Seems like he never gets enough rest.
"I still don't go in stores," he said recently. "I still don't go in crowds. I avoid people. I still bypass Ahoskie; I take the back roads. I sit in that barn, drink cold beer and watch TV."
The News & Observer profiled Stephens, 41, a year ago in a series called "The Promise." The series followed Stephens, a platoon sergeant who risked his life to save a soldier and later suffered from a mental anguish he couldn't understand, seeking help from an Army ill-equipped to give it.
Trauma in Iraq
Stephens had been awarded the Silver Star, the Army's third-highest medal for heroism, after pulling his gunner out of the hulking Bradley vehicle in the midst of a firefight in Baqubah on June 24, 2004.
The gunner, Spc. Daniel A. Desens Jr., died. He was 20.
Months earlier, back in North Carolina, Stephens had promised his soldiers' families that he would bring everyone home. That was nearly five years ago.
Stephens, with more than two decades of military service, could have retired this past year. His wife wanted him to. But Stephens felt responsible for his men.
If I don't lead them, he asked, who will?
After returning from Iraq, Stephens suffered nightmares, spent nights drinking in the barn and listened to the fears of younger soldiers who, like Stephens, couldn't shake the imagery of that battle in Baqubah.
His cell phone rang constantly. Sometimes the caller was Patricia Desens, the mother of the young gunner, who wanted to hear stories about her son's work in Iraq and the last moments of his life.

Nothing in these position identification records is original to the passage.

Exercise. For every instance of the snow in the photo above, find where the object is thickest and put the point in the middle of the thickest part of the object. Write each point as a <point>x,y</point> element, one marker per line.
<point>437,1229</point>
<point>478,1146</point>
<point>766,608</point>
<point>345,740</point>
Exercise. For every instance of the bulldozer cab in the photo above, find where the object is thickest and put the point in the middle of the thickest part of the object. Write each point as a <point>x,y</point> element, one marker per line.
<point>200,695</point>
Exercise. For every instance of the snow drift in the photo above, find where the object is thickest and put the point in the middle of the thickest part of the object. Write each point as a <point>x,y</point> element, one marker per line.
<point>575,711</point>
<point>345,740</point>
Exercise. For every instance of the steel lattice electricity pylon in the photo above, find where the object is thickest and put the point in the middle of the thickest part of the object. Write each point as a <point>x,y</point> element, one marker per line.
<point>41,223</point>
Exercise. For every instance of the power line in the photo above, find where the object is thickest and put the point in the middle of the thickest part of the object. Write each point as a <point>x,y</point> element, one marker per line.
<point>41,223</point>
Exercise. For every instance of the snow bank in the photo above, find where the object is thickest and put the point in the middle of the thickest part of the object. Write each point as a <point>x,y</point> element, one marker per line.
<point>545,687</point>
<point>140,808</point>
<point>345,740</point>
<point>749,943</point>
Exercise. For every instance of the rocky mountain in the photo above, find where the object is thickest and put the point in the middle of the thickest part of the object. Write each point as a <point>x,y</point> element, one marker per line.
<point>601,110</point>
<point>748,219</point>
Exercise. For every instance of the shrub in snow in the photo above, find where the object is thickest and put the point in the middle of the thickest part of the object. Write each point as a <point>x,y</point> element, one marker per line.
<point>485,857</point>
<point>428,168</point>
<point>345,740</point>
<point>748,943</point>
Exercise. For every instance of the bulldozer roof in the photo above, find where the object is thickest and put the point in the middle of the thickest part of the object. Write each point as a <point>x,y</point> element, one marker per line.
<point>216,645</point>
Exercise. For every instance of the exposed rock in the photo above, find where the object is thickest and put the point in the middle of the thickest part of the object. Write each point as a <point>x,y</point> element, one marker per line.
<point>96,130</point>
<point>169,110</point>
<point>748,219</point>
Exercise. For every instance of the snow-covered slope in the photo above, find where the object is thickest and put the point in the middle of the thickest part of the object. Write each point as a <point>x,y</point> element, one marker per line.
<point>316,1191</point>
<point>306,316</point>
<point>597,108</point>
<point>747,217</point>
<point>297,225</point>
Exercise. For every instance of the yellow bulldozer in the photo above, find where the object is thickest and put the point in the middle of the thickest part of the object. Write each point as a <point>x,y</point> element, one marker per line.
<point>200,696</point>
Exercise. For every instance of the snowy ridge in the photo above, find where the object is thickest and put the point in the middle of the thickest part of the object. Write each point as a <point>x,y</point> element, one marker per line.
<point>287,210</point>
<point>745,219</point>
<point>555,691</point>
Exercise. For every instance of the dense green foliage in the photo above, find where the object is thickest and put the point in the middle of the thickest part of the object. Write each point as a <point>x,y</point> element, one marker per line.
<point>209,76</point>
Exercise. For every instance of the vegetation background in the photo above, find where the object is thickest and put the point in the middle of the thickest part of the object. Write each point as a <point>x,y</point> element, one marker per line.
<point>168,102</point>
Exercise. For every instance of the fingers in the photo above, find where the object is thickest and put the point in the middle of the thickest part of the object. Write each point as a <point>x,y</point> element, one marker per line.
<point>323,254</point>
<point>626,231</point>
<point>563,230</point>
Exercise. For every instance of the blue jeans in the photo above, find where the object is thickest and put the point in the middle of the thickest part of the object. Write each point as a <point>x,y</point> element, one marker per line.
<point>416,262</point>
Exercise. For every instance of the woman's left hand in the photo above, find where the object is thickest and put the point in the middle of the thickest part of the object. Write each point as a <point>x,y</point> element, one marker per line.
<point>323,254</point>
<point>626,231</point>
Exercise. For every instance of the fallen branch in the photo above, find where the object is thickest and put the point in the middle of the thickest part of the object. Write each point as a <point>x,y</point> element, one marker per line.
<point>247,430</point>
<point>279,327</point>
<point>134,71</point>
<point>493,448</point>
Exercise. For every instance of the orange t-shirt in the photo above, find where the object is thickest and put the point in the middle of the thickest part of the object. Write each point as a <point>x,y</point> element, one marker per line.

Stephens finally reached out to a civilian psychiatrist and was diagnosed with post-traumatic stress disorder. The National Institute of Mental Health has said that more than 40 percent of returning National Guard troops require mental health treatment but that less than 10 percent receive care.
Retirement? Tempting
The N&O stories ended with Stephens uncertain about his future: Should he stay in the military, protecting his men? Or should he retire and stay home with his wife and son?
"Well, I thought about it," Stephens said recently in an interview.
He sat down at his computer one night last spring and looked up motorcycle repair schools in Pennsylvania and Florida. He sent for details, and the schools returned packets of information.
He dreamed of opening his own motorcycle shop in Ahoskie.
Meanwhile, some of Stephens' men from the first tour in Iraq got out of the military.
One moved to Pennsylvania. Another became a cop. Another got a medical leave. Some are getting help.
Others stayed. New soldiers enlisted -- young men carrying the same bluster of youth that Desens had before going into war.